Son palabra inmejorables para definir la tensión interna de «El discurso vacío». La excusa que pone en marcha la trama es la realización de unos ejercicios caligráficos que el autor practica con el fin de provocar un cambio a nivel psíquico mediante la modificación de la conducta (es decir, el cambio de su caligrafía); ese entrenamiento servirá para que Levrero —o el trasunto de Levrero— se desnude y nos muestre su más íntimo lado, su faceta más personal y humana, que en ocasiones es egoísta, déspota o, directamente, cruel. Es decir: hablando de su propia experiencia, el autor nos habla de las experiencias de todos; gracias a su peripecia privada (y hecha pública merced a la escritura), todos aprendemos algo más acerca de nosotros mismos, siquiera que el ser humano es frágil y está sujeto a todo tipo de emociones, nobles o no.

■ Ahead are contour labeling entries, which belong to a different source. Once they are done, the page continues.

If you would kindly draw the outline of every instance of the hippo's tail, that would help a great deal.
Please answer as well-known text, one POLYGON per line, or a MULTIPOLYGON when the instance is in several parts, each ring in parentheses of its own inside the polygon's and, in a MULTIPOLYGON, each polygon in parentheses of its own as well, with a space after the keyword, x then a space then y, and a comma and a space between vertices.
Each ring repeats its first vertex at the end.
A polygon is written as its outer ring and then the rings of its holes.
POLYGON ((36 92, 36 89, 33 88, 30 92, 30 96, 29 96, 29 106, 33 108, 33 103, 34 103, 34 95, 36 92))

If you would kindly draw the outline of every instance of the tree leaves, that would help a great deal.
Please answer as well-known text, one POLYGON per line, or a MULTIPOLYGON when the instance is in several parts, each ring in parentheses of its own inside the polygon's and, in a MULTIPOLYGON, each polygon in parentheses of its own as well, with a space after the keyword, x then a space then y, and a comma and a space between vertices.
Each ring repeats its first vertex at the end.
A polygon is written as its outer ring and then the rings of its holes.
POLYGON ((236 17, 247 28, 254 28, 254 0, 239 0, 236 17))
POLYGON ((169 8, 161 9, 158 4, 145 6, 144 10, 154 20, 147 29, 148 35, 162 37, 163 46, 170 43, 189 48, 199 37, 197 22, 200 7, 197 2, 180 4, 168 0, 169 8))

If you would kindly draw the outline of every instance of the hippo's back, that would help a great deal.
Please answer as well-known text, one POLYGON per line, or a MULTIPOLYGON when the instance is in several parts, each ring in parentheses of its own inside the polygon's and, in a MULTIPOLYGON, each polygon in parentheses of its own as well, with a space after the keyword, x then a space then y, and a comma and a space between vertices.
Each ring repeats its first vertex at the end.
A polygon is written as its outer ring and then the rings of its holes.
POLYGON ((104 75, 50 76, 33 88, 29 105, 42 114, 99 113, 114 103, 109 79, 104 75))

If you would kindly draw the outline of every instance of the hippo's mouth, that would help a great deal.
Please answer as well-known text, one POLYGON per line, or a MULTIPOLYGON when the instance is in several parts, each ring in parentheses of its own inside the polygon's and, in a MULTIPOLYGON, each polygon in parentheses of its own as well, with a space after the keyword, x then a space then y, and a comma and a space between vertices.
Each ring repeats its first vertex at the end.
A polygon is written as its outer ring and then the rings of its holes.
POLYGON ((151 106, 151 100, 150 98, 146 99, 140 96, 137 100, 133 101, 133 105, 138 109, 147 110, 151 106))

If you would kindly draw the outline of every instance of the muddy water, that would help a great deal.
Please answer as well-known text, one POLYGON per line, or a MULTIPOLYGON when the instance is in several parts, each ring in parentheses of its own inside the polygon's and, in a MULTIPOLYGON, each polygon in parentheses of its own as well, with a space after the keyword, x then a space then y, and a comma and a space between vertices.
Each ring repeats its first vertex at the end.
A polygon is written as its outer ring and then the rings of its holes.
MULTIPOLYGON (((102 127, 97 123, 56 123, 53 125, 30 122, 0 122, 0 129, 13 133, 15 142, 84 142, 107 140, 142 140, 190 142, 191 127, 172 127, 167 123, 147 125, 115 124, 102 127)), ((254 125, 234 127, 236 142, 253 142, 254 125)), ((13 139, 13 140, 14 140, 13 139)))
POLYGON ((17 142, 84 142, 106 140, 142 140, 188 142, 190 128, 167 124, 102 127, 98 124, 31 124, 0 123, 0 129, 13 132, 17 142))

Porque cuando decía que la obra me había parecido honesta y humana lo hacía pensando en la desnudez con que Levrero se ofrece a ojos del lector; sin tapujos, sin miedos. Y ojo, no es que sea un diario personal en el sentido más íntimo de la palabra: el escritor no profundiza en temas privados, sino que sus palabras traslucen la sinceridad con la que afronta la historia (los ejercicios que se marca día tras día), la implicación de la persona en el proceso de autoconocimiento en el que se embarca.

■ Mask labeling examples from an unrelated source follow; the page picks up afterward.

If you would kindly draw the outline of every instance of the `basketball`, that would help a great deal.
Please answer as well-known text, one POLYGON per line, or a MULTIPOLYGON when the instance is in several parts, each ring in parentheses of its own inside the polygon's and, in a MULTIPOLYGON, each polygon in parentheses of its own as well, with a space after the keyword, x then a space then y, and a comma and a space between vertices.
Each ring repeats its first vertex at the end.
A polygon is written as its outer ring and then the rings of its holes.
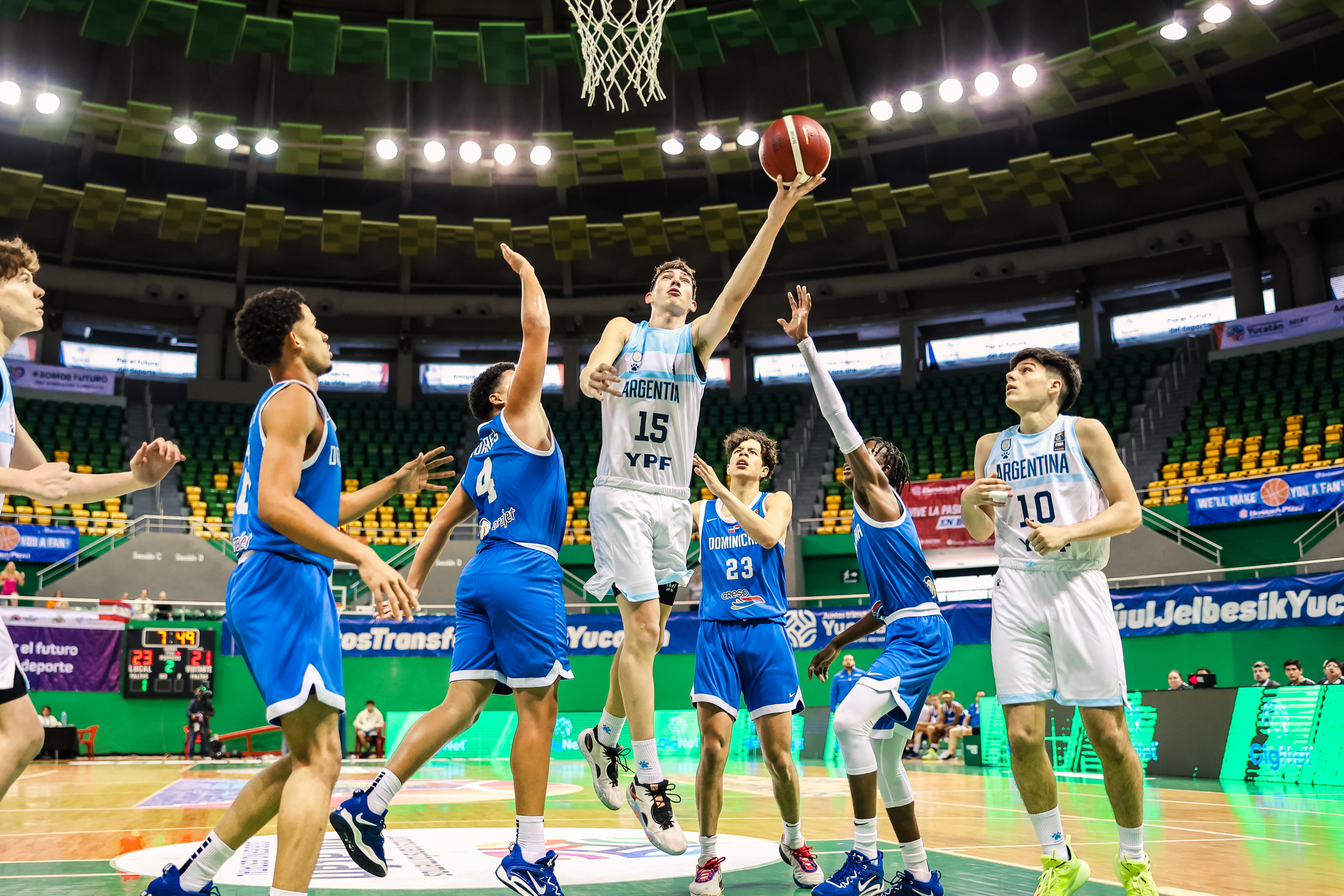
POLYGON ((831 164, 831 137, 827 129, 806 116, 785 116, 761 137, 761 167, 765 173, 793 183, 808 183, 831 164))

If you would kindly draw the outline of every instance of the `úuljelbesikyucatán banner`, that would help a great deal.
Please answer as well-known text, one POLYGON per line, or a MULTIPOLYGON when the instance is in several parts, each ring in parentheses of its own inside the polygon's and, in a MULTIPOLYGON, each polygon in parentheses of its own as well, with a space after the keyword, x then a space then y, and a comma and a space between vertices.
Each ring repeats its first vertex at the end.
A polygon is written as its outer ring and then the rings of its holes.
POLYGON ((1191 525, 1324 513, 1344 498, 1344 466, 1191 485, 1185 494, 1191 525))
POLYGON ((972 548, 993 544, 993 536, 976 541, 961 523, 961 493, 974 480, 911 482, 900 493, 919 532, 919 547, 972 548))
POLYGON ((1214 324, 1214 345, 1241 348, 1344 326, 1344 302, 1317 302, 1273 314, 1214 324))
POLYGON ((79 549, 79 531, 65 525, 0 525, 0 563, 56 563, 79 549))

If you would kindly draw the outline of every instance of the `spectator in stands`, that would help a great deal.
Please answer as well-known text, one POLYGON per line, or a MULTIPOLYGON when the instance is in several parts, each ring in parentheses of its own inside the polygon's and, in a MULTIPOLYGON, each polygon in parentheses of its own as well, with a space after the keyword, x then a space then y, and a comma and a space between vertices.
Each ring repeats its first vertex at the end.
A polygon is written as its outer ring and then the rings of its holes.
POLYGON ((1284 674, 1288 676, 1288 686, 1297 688, 1301 685, 1316 684, 1310 678, 1302 674, 1302 661, 1301 660, 1285 660, 1284 661, 1284 674))
POLYGON ((23 586, 23 574, 15 568, 13 560, 4 564, 0 571, 0 606, 19 606, 19 588, 23 586))
POLYGON ((859 678, 867 674, 863 669, 853 665, 852 653, 844 654, 840 660, 840 665, 844 668, 831 676, 831 715, 835 715, 836 707, 839 707, 844 699, 849 696, 849 692, 853 690, 859 678))
POLYGON ((1251 676, 1255 678, 1253 688, 1279 688, 1277 681, 1269 677, 1269 664, 1263 660, 1257 660, 1255 665, 1251 666, 1251 676))
POLYGON ((387 729, 383 723, 383 713, 378 711, 372 700, 364 701, 364 708, 355 716, 355 752, 364 758, 366 751, 372 751, 375 740, 382 737, 387 729))
POLYGON ((1340 661, 1336 660, 1335 657, 1331 657, 1329 660, 1325 661, 1322 670, 1325 672, 1325 677, 1321 678, 1318 684, 1322 685, 1344 684, 1344 669, 1340 668, 1340 661))

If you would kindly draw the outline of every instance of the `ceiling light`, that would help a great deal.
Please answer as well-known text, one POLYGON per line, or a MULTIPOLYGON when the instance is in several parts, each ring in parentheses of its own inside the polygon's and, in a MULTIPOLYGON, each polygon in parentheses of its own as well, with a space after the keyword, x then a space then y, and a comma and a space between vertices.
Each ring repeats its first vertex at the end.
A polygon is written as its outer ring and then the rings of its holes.
POLYGON ((1036 83, 1036 66, 1024 62, 1012 70, 1012 82, 1019 87, 1030 87, 1036 83))

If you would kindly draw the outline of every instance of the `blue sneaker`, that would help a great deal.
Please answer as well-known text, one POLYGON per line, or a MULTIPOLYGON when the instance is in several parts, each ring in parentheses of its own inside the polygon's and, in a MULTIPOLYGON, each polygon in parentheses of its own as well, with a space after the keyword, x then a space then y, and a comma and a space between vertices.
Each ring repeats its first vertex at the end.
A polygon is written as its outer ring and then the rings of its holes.
MULTIPOLYGON (((149 885, 145 887, 140 896, 194 896, 192 891, 181 888, 180 876, 180 868, 176 865, 164 865, 164 872, 149 881, 149 885)), ((207 880, 206 885, 200 888, 200 893, 219 896, 219 888, 215 887, 215 881, 207 880)))
POLYGON ((501 884, 523 896, 564 896, 560 883, 555 880, 555 850, 551 849, 535 862, 530 862, 523 858, 521 846, 513 844, 504 861, 495 869, 495 876, 501 884))
POLYGON ((914 875, 903 870, 890 883, 891 887, 884 889, 882 896, 942 896, 942 875, 938 872, 934 872, 930 880, 918 881, 914 875))
POLYGON ((387 877, 387 860, 383 857, 383 825, 387 813, 375 815, 368 807, 368 794, 356 790, 355 795, 333 809, 328 818, 351 860, 374 877, 387 877))
POLYGON ((812 889, 813 896, 878 896, 887 881, 882 877, 882 853, 868 858, 857 849, 844 854, 844 865, 812 889))

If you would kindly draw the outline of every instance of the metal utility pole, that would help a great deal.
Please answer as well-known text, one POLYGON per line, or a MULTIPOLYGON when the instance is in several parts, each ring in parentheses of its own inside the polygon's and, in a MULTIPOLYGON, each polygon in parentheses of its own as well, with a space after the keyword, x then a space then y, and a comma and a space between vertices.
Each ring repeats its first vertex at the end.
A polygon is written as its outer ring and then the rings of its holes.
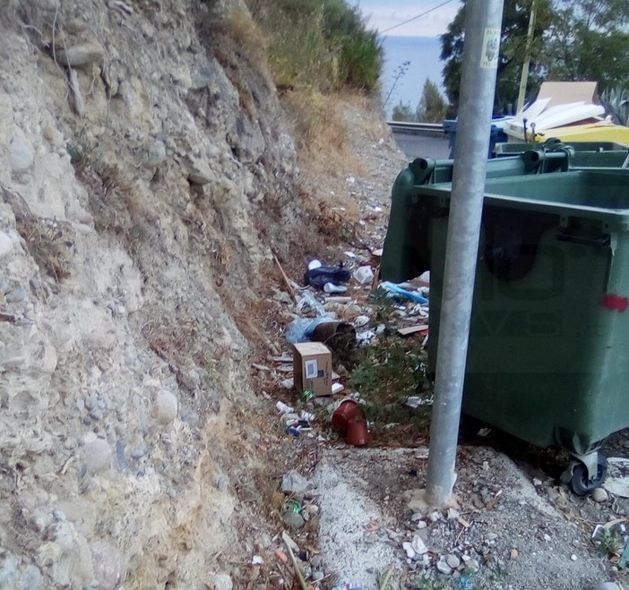
POLYGON ((532 0, 530 4, 530 18, 529 19, 529 32, 526 35, 524 63, 522 64, 522 73, 520 76, 520 91, 518 92, 518 103, 515 107, 516 113, 522 110, 522 107, 524 107, 526 84, 529 81, 529 68, 530 67, 530 47, 533 45, 533 33, 535 32, 535 4, 536 0, 532 0))
POLYGON ((485 192, 503 0, 469 0, 430 427, 427 500, 441 506, 454 486, 456 445, 485 192))

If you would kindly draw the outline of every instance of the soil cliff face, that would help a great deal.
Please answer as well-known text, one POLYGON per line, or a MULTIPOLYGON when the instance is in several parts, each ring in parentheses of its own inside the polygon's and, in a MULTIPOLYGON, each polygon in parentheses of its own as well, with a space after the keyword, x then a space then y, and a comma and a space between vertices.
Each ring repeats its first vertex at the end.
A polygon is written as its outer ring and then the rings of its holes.
POLYGON ((237 0, 4 4, 0 587, 232 586, 234 318, 299 217, 246 19, 237 0))

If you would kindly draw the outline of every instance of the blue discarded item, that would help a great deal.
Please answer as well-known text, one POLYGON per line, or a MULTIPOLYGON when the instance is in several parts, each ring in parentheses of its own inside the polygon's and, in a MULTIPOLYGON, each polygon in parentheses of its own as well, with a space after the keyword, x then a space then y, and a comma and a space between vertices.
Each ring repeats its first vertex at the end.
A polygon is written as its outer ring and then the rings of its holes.
POLYGON ((332 318, 297 318, 293 320, 286 328, 286 341, 289 344, 310 342, 310 337, 319 324, 334 321, 332 318))
POLYGON ((304 282, 318 289, 323 289, 326 283, 339 285, 349 280, 349 271, 345 269, 342 262, 337 266, 320 266, 316 269, 308 269, 304 275, 304 282))
POLYGON ((407 291, 406 289, 402 289, 401 286, 399 285, 396 285, 395 283, 390 283, 389 281, 383 281, 383 283, 380 284, 380 286, 382 288, 385 289, 386 291, 389 291, 390 293, 393 293, 395 295, 399 295, 401 297, 405 297, 406 299, 410 299, 411 301, 414 301, 417 304, 427 304, 428 300, 424 297, 423 295, 420 295, 418 293, 415 293, 414 291, 407 291))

Si bien esa honestidad narrativa es agradable —el pacto tácito de entendimiento entre el autor y el lector se logra a las pocas páginas—, no es menos cierto que la reiteración casi obsesiva de los pormenores psicológicos del narrador termina por resultar aburrida. Parece evidente que el escritor utiliza esa recursividad ex profeso, pretendiendo crear una imagen de sí mismo (del «personaje» Levrero) neurótica, cínica y temperamental; no obstante, es también la excesiva reiteración de temas y recursos lo que hace que «El discurso vacío» se deshinche hacia sus últimas páginas, malogrando una historia que bulle con una vida muy poco común en literatura. Da la impresión de que la obra encaja en un todo (que bien pudiera ser el corpus literario del autor) que el lector desconoce, y en el que tiene una significación mucho más profunda que, por sí sola, es casi imposible de captar.

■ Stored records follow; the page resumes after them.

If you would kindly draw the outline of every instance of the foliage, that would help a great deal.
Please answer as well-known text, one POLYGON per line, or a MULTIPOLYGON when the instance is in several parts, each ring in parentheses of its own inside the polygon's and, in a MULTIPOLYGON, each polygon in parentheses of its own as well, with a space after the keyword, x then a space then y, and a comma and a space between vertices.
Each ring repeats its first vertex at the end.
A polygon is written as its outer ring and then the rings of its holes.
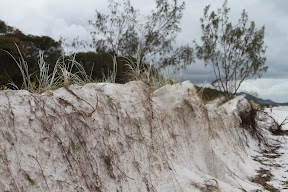
POLYGON ((97 53, 132 56, 140 45, 141 62, 157 60, 164 67, 193 61, 193 49, 188 45, 173 50, 184 3, 157 0, 156 9, 148 16, 140 15, 130 0, 109 0, 109 8, 110 15, 96 10, 95 20, 89 21, 95 28, 91 35, 97 53))
POLYGON ((222 92, 217 91, 216 89, 211 89, 208 87, 199 87, 194 85, 196 88, 196 91, 200 98, 203 100, 204 103, 208 103, 209 101, 212 101, 214 99, 219 98, 222 95, 222 92))
POLYGON ((9 83, 9 78, 11 78, 15 85, 20 87, 23 84, 23 78, 17 65, 13 65, 15 63, 13 57, 17 57, 21 52, 20 58, 29 63, 29 73, 32 74, 38 70, 39 51, 43 53, 45 61, 53 66, 61 55, 61 44, 47 36, 25 35, 0 20, 0 50, 0 85, 9 83))
POLYGON ((204 9, 200 19, 202 25, 202 45, 196 43, 199 59, 205 65, 213 66, 215 81, 212 83, 225 97, 235 94, 241 83, 251 77, 261 77, 268 67, 264 66, 266 46, 263 26, 260 30, 254 21, 248 26, 245 10, 236 25, 229 21, 227 0, 217 12, 210 12, 210 5, 204 9))

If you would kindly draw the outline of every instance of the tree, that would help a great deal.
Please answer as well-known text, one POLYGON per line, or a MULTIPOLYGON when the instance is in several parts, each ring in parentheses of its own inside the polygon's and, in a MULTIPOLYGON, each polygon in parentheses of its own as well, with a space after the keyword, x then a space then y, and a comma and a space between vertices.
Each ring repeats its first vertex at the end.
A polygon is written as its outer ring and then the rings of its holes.
POLYGON ((202 45, 196 44, 197 57, 205 66, 212 65, 216 80, 212 83, 228 99, 235 94, 241 83, 252 77, 261 77, 265 66, 266 46, 263 26, 260 30, 254 21, 248 27, 248 14, 243 10, 236 25, 229 21, 227 0, 217 12, 209 13, 210 5, 204 9, 200 19, 202 45))
POLYGON ((140 15, 130 0, 109 0, 110 15, 96 10, 95 21, 89 23, 95 28, 91 32, 96 52, 108 52, 120 56, 134 56, 141 48, 141 60, 160 65, 184 64, 193 61, 193 49, 181 46, 174 51, 173 43, 180 31, 184 2, 177 0, 156 0, 156 9, 148 16, 140 15), (177 58, 177 59, 176 59, 177 58))
POLYGON ((29 64, 29 73, 38 70, 39 51, 44 51, 45 61, 51 64, 51 70, 59 56, 61 56, 61 43, 47 36, 25 35, 19 29, 6 25, 0 20, 0 85, 9 83, 9 77, 14 83, 21 87, 22 76, 13 58, 17 60, 19 52, 15 43, 20 49, 25 61, 29 64), (9 77, 8 77, 9 76, 9 77))

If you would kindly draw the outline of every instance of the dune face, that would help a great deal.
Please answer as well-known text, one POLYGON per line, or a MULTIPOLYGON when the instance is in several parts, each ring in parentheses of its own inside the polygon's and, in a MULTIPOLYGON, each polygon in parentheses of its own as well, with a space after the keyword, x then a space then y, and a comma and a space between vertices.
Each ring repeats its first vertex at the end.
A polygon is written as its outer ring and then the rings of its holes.
POLYGON ((0 109, 0 191, 261 189, 244 96, 204 105, 190 82, 98 83, 1 91, 0 109))

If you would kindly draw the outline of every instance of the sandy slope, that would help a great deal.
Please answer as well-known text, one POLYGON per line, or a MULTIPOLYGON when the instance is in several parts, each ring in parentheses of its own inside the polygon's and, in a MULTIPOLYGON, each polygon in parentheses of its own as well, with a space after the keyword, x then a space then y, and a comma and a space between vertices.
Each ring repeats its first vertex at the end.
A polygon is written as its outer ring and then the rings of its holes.
POLYGON ((0 191, 262 189, 250 111, 244 96, 204 106, 190 82, 1 91, 0 191))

Como excepción en una mar de tramas idénticas y estilos repetitivos, «El discurso vacío» es una estupenda opción. Tratar de ir más allá es, quizá, apostar muy fuerte con unas cartas mediocres en la mano.

3 COMENTARIOS

  1. No he leído este texto, pero al leer esta nota del Sr. Molina destacando tanto defectos como virtudes de «El discurso vacío», no pude evitar sentir que lo referido aplica en un 85% a otro texto de Levrero que sí he leído, «La novela luminosa». Esta última es la novela póstuma del narrador y ha encontrado una receptivdad asombrosa de parte de la crítica oficial y dentro del submundo intelectual que suele hacerse eco de autores desaparecidos recientemente (por lo menos así funciona en Uruguay).
    Al leer la nota de Sr. Molina confirmo un temor que ya me había sido sugerido: el estilo (o más bien los recursos) de Levrero parece ser transversal a toda su obra. En caso de confirmar la hipótesis, pues creo que Levrero no encarna más que su propia personalidad enfermiza (de la cual es ampliamente consciente y explota, volviéndola así su virtud) valiéndose siempre de la sinceridad y de la complicidad generada con el lector para poder sacarla de sí como un modo terapéutico. El valor de Levrero parece ser más bien la capacidad de hacer ameno la narración de su psicología personal turbadora e íntima, haciéndola accesible al lector aún tratándose de viviencias extrañas a su experiencia personal.
    Saludos y reitero el placer de ahondar en estos lares.

  2. La idea de que se trata de una novela de episodio, que se inscribiría en una obra más cargada de sentido es una tentación, pero creo que se trata de una narración que segmenta un periodo pleno de ADN. Todos querríamos saber si merece la pena saber algo más de las personas y animales que se dan cita, y algo menos de las reiteradas obsesiones que con aparente torpeza se narran o se caligrafían. El caso es que en esta novela las cosas son como son: vacías, o han sido vaciadas. La escritura es un ejercicio mental, una terapia enferma. Un modo enteramente libre de retrasar las violencias. Hay algo en el discurso vacío que nos pone frente al otro vacío, el propio de no hacer pie.